A burst of desiccated air blows the notebook closed as if it wanted me to stop reading. The early fall sun is still summer strong. It sits high overhead, building thermal layers for the hawks and buzzards. I hear gunshots in the distance, but no evidence of riders. And who is the duster man?
I sip from the canteen to help push the sand-like crumbs from the biscuit down my throat. Someone should be coming soon.
I read until dusk, slam the notebook shut, and gaze into the diminishing orange. A figure walks through my vision, stops, looks at me, and moves from my sight. I could be dreaming; it is becoming difficult to know. I rest on a mailsack and see the figure again. It is a wolf. My pounding heart wakes me. Crickets chirp.
After sunset, only two eyes shine through the black. And then howls fill the air. Quakes of fear rumble through me until I remember what a Missouri mountain man once said. “Wolves don’t attack us, they protect us.”

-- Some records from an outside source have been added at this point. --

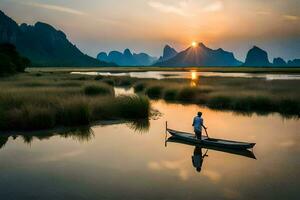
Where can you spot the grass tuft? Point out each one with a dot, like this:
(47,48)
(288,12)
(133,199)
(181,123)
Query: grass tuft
(92,90)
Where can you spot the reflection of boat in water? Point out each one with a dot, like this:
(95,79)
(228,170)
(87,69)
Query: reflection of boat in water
(243,152)
(210,141)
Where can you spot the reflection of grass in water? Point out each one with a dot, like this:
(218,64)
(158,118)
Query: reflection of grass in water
(81,134)
(140,126)
(154,91)
(238,94)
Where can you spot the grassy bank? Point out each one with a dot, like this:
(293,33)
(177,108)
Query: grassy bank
(237,94)
(36,101)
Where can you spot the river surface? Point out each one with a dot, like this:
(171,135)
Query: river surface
(194,74)
(121,162)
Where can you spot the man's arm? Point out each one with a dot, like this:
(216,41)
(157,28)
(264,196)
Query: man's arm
(202,124)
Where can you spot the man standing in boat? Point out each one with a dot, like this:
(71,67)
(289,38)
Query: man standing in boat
(198,124)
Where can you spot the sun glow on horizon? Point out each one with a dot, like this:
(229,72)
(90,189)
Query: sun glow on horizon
(194,44)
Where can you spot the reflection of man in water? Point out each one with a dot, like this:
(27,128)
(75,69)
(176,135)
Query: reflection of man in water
(198,124)
(197,158)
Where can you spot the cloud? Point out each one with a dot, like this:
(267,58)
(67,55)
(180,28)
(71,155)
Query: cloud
(178,10)
(55,7)
(291,17)
(214,6)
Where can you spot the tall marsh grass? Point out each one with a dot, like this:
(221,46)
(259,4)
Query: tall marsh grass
(47,106)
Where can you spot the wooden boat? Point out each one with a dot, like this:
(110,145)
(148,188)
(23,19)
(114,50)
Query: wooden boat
(210,141)
(240,152)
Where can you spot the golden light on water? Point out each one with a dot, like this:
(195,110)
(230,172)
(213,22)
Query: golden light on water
(194,78)
(194,75)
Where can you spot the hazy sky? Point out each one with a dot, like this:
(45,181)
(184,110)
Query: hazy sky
(147,25)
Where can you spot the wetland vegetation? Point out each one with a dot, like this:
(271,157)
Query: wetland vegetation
(34,101)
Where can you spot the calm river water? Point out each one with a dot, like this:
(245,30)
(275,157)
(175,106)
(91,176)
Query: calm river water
(119,162)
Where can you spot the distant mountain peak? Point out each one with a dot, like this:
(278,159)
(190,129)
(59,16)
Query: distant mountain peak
(43,44)
(127,52)
(201,56)
(257,57)
(168,52)
(127,58)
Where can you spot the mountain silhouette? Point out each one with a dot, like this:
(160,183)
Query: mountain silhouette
(279,62)
(256,57)
(43,44)
(168,53)
(201,56)
(126,58)
(294,63)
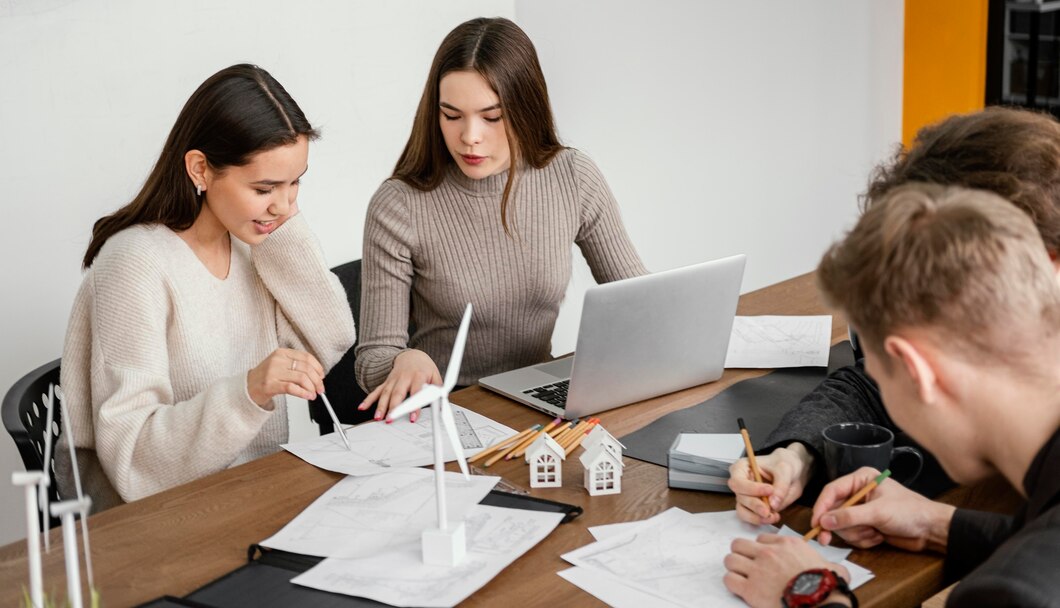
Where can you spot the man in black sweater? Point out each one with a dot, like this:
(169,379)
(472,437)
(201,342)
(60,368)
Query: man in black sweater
(1012,153)
(957,306)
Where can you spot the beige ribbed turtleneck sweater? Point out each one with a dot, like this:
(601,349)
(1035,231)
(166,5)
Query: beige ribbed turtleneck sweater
(428,253)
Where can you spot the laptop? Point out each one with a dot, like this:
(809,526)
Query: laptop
(638,338)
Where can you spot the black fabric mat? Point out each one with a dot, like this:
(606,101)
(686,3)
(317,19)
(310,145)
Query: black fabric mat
(760,401)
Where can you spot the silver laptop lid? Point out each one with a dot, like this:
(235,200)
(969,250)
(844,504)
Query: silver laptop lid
(653,335)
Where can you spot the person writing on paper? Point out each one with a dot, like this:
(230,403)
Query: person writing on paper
(483,207)
(957,305)
(1012,153)
(207,300)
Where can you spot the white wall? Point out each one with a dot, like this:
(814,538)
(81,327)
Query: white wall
(722,127)
(89,90)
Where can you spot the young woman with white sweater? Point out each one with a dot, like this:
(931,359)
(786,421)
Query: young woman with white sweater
(207,299)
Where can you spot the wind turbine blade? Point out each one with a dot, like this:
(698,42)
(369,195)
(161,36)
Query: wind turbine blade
(451,429)
(453,371)
(42,497)
(424,396)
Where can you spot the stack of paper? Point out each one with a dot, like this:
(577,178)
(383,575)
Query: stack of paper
(675,558)
(701,461)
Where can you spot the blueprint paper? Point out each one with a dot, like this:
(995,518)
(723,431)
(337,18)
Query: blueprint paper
(376,446)
(604,589)
(674,556)
(778,341)
(364,515)
(496,537)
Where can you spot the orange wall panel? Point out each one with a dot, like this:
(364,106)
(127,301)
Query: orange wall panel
(944,65)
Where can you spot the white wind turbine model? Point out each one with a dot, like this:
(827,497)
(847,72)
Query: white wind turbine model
(446,544)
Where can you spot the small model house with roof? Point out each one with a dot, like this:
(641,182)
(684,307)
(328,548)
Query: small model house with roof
(546,459)
(603,470)
(600,435)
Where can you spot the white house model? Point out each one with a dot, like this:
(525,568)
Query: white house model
(603,470)
(600,435)
(546,459)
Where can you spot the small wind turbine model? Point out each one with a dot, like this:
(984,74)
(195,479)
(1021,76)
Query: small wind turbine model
(446,544)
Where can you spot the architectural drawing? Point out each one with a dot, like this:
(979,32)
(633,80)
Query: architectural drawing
(398,576)
(675,556)
(376,446)
(779,341)
(364,515)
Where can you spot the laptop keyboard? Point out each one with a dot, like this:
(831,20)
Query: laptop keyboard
(554,394)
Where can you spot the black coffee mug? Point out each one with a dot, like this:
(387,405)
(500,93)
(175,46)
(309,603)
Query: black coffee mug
(849,446)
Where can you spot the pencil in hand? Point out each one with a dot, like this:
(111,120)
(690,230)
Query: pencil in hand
(751,459)
(853,500)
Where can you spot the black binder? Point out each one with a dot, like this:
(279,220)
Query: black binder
(264,582)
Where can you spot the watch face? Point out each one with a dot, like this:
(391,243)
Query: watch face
(807,584)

The duster man knew there was quite a bit of jewelry and cash on persons in the coach. Also, a trunk with more valuables was in the rear boot. The man’s experience told him this was the perfect stagecoach to ambush. The Jayhawkers were about to become road agents in New Mexico.
The duster man listened.
Wheels and hooves approached the bluff from the southeast. Multiple shots cracked the air. One man armed with a Henry repeater shot out the lantern and began firing at the horses. The other two fired their Colt revolvers in the direction of team. Panicked horses forced the Jehu to pull hard on the lines. The Jayhawkers sprayed the four horses with enough lead to sink a ship. Ears and eyes flew into the night with trails of blood. They were dead on their hooves.
Quickly holstering their weapons, the Kansas men mounted up and galloped toward the stage.
Duster man stopped and dismounted. His horse stood motionless. He sat on a boulder and listened to the hooves and shots. He had never known a Jayhawker, but it did not matter. Outlaws broke laws and bounty hunters caught them, dead or alive.
Billy Bowles remained in hiding among the mailbags, straining to see how many gunmen there were. The horses continued to bleed out. Both the Jehu and conductor jumped from the box and hid behind one of the dead horses. Their eyes fixed north.
“Conductor!” a man inside barked.
“Shut the fuck up! Keep yer heads low, below the windows!” the conductor yelled back.
Billy lifted his head. Three clouds of dust trailed three riders rapidly approaching. When he saw their weapons, he knew they were facing road agents.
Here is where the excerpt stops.